Typographical errors, so unnecessary in this computer age, dent somewhat the book's presentation quality, but that is less disturbing than the writer's tendency, happily not too frequent, to steal in some personal, albeit superfluous, touches by way of threading an otherwise compelling story. To give two examples: "Little did she know" and "It never crossed her mind what he was planning for her", surplus omniscient additions that in no way help either towards keeping the story going or maintaining the reader's interest. Mr Grech does not forfeit his undoubted story-telling abilities, but in so doing, he needlessly projects some isolated moments of naïvety.

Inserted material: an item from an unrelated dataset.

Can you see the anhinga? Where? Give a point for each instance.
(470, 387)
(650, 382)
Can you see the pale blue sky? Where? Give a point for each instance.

Dead End has all the ingredients required to make a good thriller. The medical professional in the author hardly ever interferes with the artist inside. There are tell-tale glimpses, but they are few enough to protect Mr Grech's work from the boring orthodoxy of individuals gyrating in the wondrous space that separates science from art. Mr Grech's pleasing compromise is to the benefit of his readers.
• Mr Flores is a writer, journalist and broadcaster. He has written books of fiction and non-fiction as well as poetry in both Maltese and English. He was one of the co-founders of the Moviment Qawmien Letterarju.
• A review copy of this title was supplied by Allied Publications.